They were used on spacecraft in the 1950s and 1960s where their ability to power space technology seemed to point the way forward.
It was economics though, as much as science, which was to drive solar.
The initial interest in solar, even in the 1860s, was driven by the fear that coal resources were finite and would eventually run out.
Those fears took a back seat in the early decades of the 20th century when coal and petroleum seemed plentiful.
It was the economic consternation caused by the oil embargo of 1973 and the energy crisis of 1979 which forced a rethink of energy policies across the globe and brought solar to the fore.
Greater research into solar was done worldwide and after stop-start progress during the 70s and 80s, the growth of solar power both commercially and domestically, has been steadily on the rise.
Today there are over 30 significant solar panel manufacturers around the world.
Countries such as Germany, USA, Japan and China have the most solar manufacturers, reflecting their leadership of the market.
And across the planet, there are several types of panel being produced with varying efficiencies and different technologies just like there are many different types of car.
There have been double-digit increases in its use in every year of the 21st century.
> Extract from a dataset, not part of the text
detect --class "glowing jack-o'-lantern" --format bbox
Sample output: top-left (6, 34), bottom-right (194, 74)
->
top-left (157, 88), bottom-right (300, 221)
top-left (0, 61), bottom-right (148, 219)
In 2013 worldwide capacity stood at 139GW with Germany having the most installations and Italy the highest percentage of electricity generated by solar but there have been big steps forward since then and China, in particular, is on the rise in an eye-catching way.
The International Energy Agency predicted in 2010 that by 2050, global solar PV production could reach 3,000GW, (compared to 2013’s 139GW), or 11 percent of the planet’s projected energy needs.
Some though have suggested that beyond the midway point of this century, solar could be producing up to half the world’s energy needs.
In the last half-century, progress has been substantial in the industry to the point where panel efficiency is now in the 20+ percent range and there are manufacturing companies worldwide.
Greater panel efficiencies can only follow, which will increase the viability of solar installations in millions of more homes.
The next big breakthrough is battery storage for domestic installs becoming as economically viable as they already are in commercial plants.
Now that that is happening, homes will be able to use solar energy they have stored throughout the day, during the hours of darkness.
And that will provide yet another massive boost to the appeal of an already appealing energy source.